If you get to the end of step 1, the refactoring is possible - it will produce a valid result.

This recipe is designed to do Extract Function and nothing else. If you want something else, there are other refactorings for that.

You can commit at the end of any numbered step. At each such point, the code will compile and produce exactly the same results as the original code.

Constraints

This recipe only works on rvalue expressions or on whole blocks (surrounded by braces) or a single for/while/if statement. It does not work on single statements, due to variable lifetime changes.
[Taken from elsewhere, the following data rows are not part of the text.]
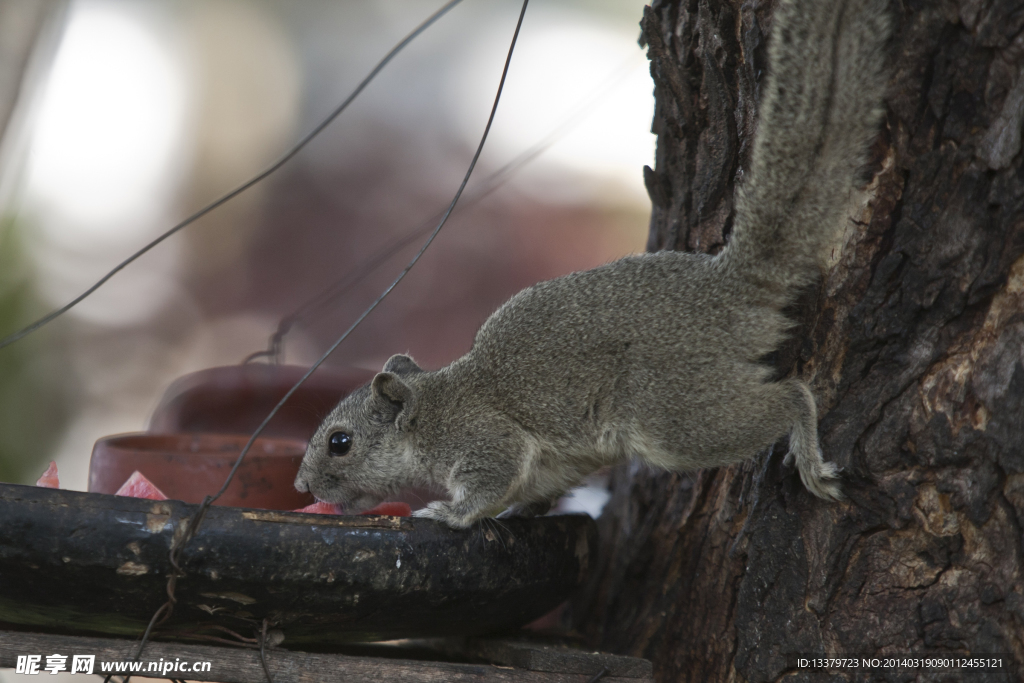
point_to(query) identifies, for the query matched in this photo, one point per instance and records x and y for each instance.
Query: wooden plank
(539, 656)
(243, 666)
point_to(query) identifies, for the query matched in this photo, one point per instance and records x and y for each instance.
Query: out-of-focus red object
(235, 399)
(138, 486)
(187, 467)
(389, 509)
(49, 478)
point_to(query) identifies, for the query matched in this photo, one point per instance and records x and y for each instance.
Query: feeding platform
(80, 563)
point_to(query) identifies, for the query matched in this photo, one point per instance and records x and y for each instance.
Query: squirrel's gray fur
(656, 356)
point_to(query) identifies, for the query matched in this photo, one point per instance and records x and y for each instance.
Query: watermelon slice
(391, 509)
(138, 486)
(49, 478)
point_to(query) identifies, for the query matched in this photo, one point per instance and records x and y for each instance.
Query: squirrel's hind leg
(526, 510)
(819, 477)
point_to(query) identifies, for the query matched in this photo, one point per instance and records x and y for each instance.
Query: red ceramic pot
(187, 467)
(233, 399)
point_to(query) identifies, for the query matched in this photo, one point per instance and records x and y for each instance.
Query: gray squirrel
(657, 355)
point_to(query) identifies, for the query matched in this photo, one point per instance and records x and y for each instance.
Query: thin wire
(492, 183)
(197, 520)
(10, 339)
If you need to extract statements but not a block, first execute the Extract Block refactoring

Recipe

1. Introduce a lambda

For a block/for/while/if, surround with:

[&]() {
    // ...
}();

For an expression, surround it with:

[&]() { return
    // ...
;}()

Compile single file. Possible errors:

Search the new lambda for any return statements (using find). If there are any returns:

If it's obvious that all code paths return, then add a return before the lambda:

return [&]() { 
    //...
}();

If it's not obvious that all code paths return, then back up and either Eliminate Early Return/Continue/Break (fix link) or try something different.

2. Extract Variable

  1. Assign the lambda to Applesauce and call it. (Extract Variable)

For example,

[&]() { 
    // ...
}();

becomes:

auto Applesauce = [&]() {
    // ...
};  Applesauce();

Compile to make sure you didn't typo.

3. Set the return type

Set the return type on the lambda, even if it's void. In Visual Studio, the IntelliSense tooltip over auto will tell you the type.
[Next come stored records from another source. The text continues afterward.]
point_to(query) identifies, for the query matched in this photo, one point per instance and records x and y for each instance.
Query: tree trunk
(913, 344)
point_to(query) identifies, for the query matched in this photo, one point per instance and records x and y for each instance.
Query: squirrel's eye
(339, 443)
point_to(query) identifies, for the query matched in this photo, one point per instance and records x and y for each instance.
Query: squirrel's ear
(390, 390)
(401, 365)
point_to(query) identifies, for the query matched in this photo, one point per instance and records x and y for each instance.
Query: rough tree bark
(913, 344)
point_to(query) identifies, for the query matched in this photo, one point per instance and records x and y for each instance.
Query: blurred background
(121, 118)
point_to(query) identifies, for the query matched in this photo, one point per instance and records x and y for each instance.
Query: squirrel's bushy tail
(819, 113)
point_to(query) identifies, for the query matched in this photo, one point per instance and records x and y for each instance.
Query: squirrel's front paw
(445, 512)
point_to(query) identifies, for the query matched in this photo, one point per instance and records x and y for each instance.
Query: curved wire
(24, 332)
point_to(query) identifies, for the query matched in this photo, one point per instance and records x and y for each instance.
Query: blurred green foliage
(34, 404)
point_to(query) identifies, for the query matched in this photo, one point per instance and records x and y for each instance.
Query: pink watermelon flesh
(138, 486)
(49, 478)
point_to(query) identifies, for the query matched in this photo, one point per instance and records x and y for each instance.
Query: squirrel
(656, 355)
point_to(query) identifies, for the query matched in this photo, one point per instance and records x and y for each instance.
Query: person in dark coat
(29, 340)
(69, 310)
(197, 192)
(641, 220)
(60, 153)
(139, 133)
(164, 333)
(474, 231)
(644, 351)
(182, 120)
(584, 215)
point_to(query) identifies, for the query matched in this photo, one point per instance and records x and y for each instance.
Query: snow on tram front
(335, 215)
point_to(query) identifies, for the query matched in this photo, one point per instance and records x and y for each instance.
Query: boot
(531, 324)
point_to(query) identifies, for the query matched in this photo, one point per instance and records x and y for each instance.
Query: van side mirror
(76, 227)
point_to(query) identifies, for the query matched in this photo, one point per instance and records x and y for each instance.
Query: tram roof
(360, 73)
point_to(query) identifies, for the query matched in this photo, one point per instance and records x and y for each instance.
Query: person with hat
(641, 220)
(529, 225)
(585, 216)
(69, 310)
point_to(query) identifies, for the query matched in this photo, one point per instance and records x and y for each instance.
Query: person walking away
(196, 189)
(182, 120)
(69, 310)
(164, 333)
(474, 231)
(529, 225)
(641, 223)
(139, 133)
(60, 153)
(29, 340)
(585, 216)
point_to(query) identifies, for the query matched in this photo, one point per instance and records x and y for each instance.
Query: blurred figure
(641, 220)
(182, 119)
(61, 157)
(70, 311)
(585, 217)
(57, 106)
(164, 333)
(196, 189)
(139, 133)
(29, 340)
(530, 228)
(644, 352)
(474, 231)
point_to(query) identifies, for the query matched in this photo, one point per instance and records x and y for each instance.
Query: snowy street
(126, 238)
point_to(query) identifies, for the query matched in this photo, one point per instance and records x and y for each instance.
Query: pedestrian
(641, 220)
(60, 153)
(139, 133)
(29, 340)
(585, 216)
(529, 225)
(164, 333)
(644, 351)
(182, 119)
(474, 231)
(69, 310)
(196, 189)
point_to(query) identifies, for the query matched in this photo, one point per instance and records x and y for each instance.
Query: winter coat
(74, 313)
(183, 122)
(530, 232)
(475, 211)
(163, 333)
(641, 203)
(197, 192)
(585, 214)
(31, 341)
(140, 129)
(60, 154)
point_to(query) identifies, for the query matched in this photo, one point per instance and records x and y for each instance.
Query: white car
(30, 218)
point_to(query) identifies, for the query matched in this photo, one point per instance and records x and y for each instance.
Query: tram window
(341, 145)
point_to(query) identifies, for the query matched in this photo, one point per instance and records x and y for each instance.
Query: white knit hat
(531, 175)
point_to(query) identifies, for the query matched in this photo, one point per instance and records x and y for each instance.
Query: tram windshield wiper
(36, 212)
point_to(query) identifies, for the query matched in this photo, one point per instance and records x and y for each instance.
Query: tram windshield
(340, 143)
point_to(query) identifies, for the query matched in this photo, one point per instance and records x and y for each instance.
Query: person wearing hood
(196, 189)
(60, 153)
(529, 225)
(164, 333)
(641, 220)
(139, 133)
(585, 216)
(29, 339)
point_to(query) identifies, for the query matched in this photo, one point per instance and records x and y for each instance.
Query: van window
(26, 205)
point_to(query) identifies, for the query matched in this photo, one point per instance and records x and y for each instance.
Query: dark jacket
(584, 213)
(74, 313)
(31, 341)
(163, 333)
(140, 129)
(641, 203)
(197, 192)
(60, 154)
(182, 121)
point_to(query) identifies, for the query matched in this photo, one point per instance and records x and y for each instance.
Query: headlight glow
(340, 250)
auto Applesauce = [&]() -> SOMETYPE {
    // ...
};

Compile to make sure you got the return type correct.

4. Capture explicitly

Replace [&] with [this] (or [] in a free function) and compile.

For each error about a variable that must be captured:

  1. Copy the variable name
  2. Paste it in to the capture list, prefixed with &.
  3. Repeat until green.

For example,

auto Applesauce = [this, &foo]() -> bool {
    cout << foo;
};

The order of the capture list will influence the order of the parameters of the final function. If you want the parameters in a particular order, now is a good time to reorder the capture list.
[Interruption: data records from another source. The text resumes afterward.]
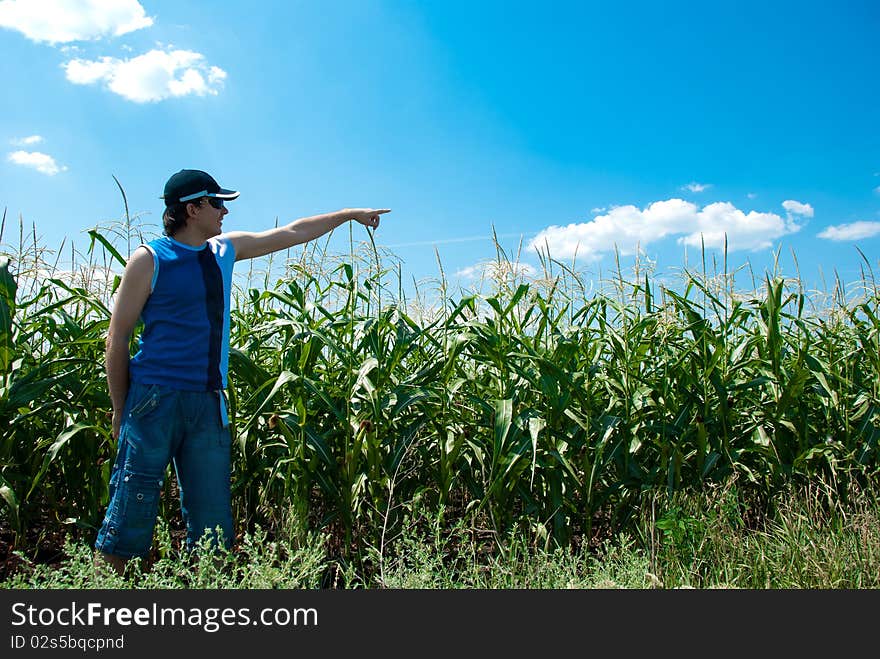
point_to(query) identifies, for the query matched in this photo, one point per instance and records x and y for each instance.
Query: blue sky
(573, 126)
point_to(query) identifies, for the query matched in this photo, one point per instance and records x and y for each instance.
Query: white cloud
(153, 76)
(43, 163)
(26, 141)
(501, 270)
(797, 208)
(63, 21)
(628, 227)
(852, 231)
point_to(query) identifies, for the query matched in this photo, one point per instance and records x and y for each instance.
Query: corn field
(539, 404)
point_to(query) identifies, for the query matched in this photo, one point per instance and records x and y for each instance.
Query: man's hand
(369, 217)
(117, 423)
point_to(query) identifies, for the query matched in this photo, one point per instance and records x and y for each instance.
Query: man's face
(207, 214)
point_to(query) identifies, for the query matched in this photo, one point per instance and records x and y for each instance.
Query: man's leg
(203, 465)
(146, 442)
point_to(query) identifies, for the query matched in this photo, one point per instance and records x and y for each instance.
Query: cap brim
(224, 194)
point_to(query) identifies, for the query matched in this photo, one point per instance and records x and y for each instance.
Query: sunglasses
(216, 203)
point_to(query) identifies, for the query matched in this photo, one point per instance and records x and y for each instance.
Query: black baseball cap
(188, 184)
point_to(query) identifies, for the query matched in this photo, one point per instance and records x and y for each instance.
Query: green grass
(527, 423)
(706, 542)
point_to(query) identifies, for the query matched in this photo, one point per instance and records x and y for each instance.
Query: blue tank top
(185, 340)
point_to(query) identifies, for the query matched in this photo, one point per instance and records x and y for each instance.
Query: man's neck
(189, 237)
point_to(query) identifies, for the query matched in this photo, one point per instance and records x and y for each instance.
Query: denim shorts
(161, 425)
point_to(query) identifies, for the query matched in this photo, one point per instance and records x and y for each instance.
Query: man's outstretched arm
(250, 245)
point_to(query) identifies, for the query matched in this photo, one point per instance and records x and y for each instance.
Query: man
(168, 400)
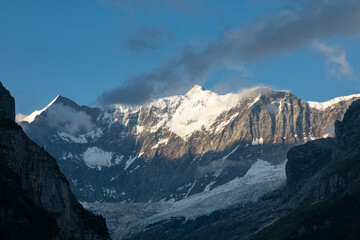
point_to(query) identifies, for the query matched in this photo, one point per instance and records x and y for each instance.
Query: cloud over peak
(267, 35)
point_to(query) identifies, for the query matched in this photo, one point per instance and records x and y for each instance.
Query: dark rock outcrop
(7, 104)
(135, 144)
(323, 187)
(321, 199)
(45, 186)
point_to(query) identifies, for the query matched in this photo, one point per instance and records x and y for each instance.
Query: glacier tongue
(130, 218)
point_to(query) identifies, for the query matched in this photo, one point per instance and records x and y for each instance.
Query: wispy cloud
(335, 58)
(19, 117)
(267, 35)
(147, 38)
(187, 6)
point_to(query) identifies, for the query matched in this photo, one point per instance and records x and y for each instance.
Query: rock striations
(174, 147)
(321, 198)
(40, 183)
(7, 104)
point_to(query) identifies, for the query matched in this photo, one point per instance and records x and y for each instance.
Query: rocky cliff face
(45, 185)
(7, 104)
(323, 187)
(319, 201)
(177, 146)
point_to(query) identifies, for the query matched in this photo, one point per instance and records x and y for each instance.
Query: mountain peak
(56, 100)
(196, 89)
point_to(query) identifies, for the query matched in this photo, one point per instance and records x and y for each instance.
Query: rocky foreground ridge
(319, 201)
(36, 201)
(174, 147)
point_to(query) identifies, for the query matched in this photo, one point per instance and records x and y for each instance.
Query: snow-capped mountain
(174, 151)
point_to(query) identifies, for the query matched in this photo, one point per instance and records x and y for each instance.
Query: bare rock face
(176, 146)
(43, 182)
(7, 103)
(320, 199)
5. Convert captures to parameters

  1. Select the capture list (but not 'this') and Cut
  2. Paste into the argument list, removing &s.
  3. Paste into the parameter list and inject const auto in front of each parameter
  4. Compile.
  5. If you get an error because the variable is modified, make it non-const

For example,

auto Applesauce = [this, &i, &s]() -> void
{
	cout << ++i << s;
};
Applesauce();

becomes:

auto Applesauce = [this](auto &i, const auto &s) -> void
{
	cout << ++i << s;
};
Applesauce(i, s);

6. Explicitly specify parameter types

For each argument:

  1. Go-to-definiton on the argument
  2. Copy the variable type
  3. Paste into the lambda parameter list
  4. Compile

For example,

int i = ...
std::string s = ...

auto Applesauce = [this](auto &i, const auto &s) -> void
{
    std::cout << ++i << s;
};
Applesauce(i, s);

becomes:

int i = ...
std::string s = ...

auto Applesauce = [this](int &i, const std::string &s) -> void
{
    std::cout << ++i << s;
};
Applesauce(i, s);

About pointer parameters and the const keyword

When the parameter is a pointer type, it's important to understand how the placement of the const keyword affects the parameter type.

For example, given a local variable in Column* pCol = ..., the original type is "Pointer to Column", so the pointer is what must be const (so we know it's not reseated to point to another object). It's also important to specify that the Column itself is const to avoid losing the implicit constness in the original code as we make the data flow explicit.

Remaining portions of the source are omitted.